Aid & Development

The First Functioning Hospital Opens In Raqqa After ISIS

Syria

The Mashadani Hospital in Raqqa becomes the first hospital in the city to return to service following the defeat of ISIS militants.

The sheer level of destruction experienced by Raqqa City over the course of the battles to defeat the ISIS militants would be daunting for anyone. It is estimated that as many as 09% of the city suffered series damage over the course of the fighting in 2017, with the city centre suffering the most damage. Indeed, after the battle, many wondered if the city could ever be rebuilt fully.

While these challenges are still present, the people of Raqqa are working through what they can to slowly rebuild their city and bring it to workable conditions. Over the past months, teams have opened up local roads, allowing easier reach across the city. The resumption of public transport services has further eased the lives of many locals. Now, the reopening of the Mashadani Hospital promises to take another pressure off the back of local residents.

Located just off the infamous Na’im Roundabout in the Raqqa City Centre, the Mashadani Hospital was among the final holdouts of ISIS militants in the city. Although the hospital did not suffer as much damage as the nearby National Hospital where the militants made their last stand, it was nevertheless damaged heavily as a result of shelling across the city centre. Once the battle was over, it, alongside every other hospital in Raqqa, was out of service.

In the absence of any hospitals, many of the residents were forced to travel to the nearby cities of Tabqa, Slouk or Ayn Issa. Some of the more serious conditions even required trips to cities such as Tal Abyad or Kobani along the Turkish border.

The reopening of the Mashadani Hospital means that many Raqqans can now get treated locally, saving them the stresses and costs of travelling across the province, as well as easing the stresses on the hospitals in these cities. The Mashadani Hospital has already performed 70 surgeries since it reopened.

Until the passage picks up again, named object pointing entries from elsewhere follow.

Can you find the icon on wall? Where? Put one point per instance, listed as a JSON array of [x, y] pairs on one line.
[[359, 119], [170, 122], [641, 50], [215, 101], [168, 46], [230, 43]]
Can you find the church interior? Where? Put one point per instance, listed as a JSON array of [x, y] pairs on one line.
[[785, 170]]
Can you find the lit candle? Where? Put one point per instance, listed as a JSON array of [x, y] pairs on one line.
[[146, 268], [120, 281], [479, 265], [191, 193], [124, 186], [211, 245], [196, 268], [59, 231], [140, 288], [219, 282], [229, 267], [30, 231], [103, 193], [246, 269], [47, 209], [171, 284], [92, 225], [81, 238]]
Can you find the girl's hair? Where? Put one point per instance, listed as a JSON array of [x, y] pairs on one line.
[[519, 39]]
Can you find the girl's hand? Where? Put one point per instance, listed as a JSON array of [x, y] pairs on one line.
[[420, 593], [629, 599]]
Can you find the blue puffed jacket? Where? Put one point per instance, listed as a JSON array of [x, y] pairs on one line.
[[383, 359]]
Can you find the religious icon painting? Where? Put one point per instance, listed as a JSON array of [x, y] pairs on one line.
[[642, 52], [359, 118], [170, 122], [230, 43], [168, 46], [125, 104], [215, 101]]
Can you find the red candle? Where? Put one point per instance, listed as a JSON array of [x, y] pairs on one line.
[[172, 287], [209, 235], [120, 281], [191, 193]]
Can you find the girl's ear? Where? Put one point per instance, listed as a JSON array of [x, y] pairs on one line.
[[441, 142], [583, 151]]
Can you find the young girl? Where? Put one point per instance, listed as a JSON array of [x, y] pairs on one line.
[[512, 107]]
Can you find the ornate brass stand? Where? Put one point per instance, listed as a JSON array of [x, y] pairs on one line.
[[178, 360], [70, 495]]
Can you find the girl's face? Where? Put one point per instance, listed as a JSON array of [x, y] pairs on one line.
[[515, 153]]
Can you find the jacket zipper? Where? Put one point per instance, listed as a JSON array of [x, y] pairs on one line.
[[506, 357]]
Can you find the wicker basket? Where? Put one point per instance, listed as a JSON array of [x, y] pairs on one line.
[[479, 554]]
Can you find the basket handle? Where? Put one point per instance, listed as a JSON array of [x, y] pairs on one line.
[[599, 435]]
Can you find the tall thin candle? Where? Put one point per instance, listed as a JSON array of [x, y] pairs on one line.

There is still work to be done, however. A number of surgical suites still remain out of service due to the damage. Meanwhile, the hospital also lacks specialist tools and there is a shortage of surgical equipment. As a result, more specialised cases still need to travel to Tal Abyad and Kobani. However, staff at the hospital have been working to ensure that such trips are as rare as possible. They hope that further rebuilding of the hospital and the supplying of specialist equipment will help improve the hospital’s capacity further.

Issues such as the lack of specialist equipment is something that is experienced across all of the Raqqa Province and not just here in the city. The main hospital of Tabqa City is known to have suffered similar issues. As reconstruction across the region picks up, the hope is that such supply problems can be alleviated further.